A hysterical call to industrial warfare meant the Boxing Day stoppages deflated a much-needed retail boost
For all Michael Gove's hysteria about trade unionists itching for a fight, the dispute over public servants' pensions inflicted little real damage in the end. A cash-strapped government reasonably decided it had to do something to curb pension costs, but demanded too much in terms of extra contributions and cuts. By threatening to strike, unions pushed ministers into a rather more reasonable offer. Assuming the details can be sorted, there is now a fighting chance that the syndicalist left and the union-busting right will both be held in check, and that harmony will return. The general sense is of a willingness to compromise winning out.

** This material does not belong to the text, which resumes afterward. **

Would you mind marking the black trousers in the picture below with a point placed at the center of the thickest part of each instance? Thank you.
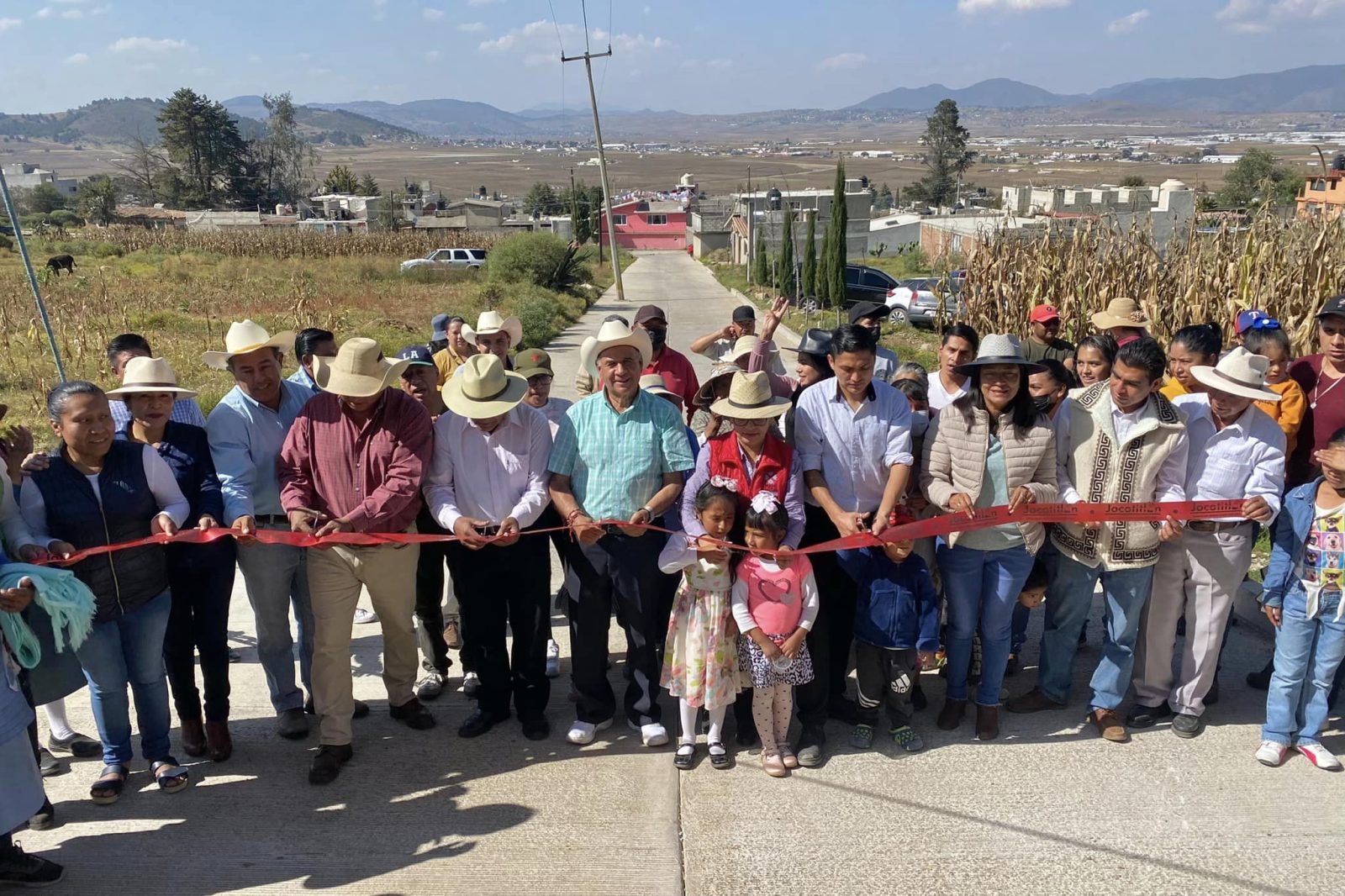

What a difference with the ludicrous Boxing day bust-up on the capital's tube trains. London's Underground is grappling not with some inescapably thorny problem, such as paying for pensions in an ageing society, but with manning a Christmas rota. Only a minority of drivers would have been required to work yesterday, and yet rather than bribing them to get to it with generous over-time payments management insisted that this would over-reach the small print of some 1992 concordat and thereby set a precedent with unknown but spine-chilling consequences. Declarations of industrial war followed, and so it was that some tube lines came to be disrupted, some partially closed and some entirely suspended.
In more ordinary times this might not have mattered too much, other than to the Wolves and Arsenal fans who saw their Premier League clash postponed. But after a less than merry Christmas, a stricken high street is relying on January sales to rake in the cash as never before. The early online discounting by the likes of John Lewis and M&S just before Christmas was one indicator of a desperate need to shift stock, while the clutch of shops – such as Blacks and La Senza – that are on or just over the brink of administration even before December is done are chilling evidence that thousands of jobs are at stake.
Of course the London strike merely compounded the fact that across much of the country rail services were nowhere to be seen, nor scheduled to be. But with a slump coming on top of a deep and quickening tide of online sales, retailers can no longer afford to wait for trains to get going again. If November's public sector strike is remembered at all it may be in the minds of children recalling an unexpected single day off, long after their parents have forgotten the arrangements they had to make to deal with it. But if yesterday's stoppages deflate the Boxing day boost that London shops were banking on, then some unfortunate staff could be counting the cost for a long time to come.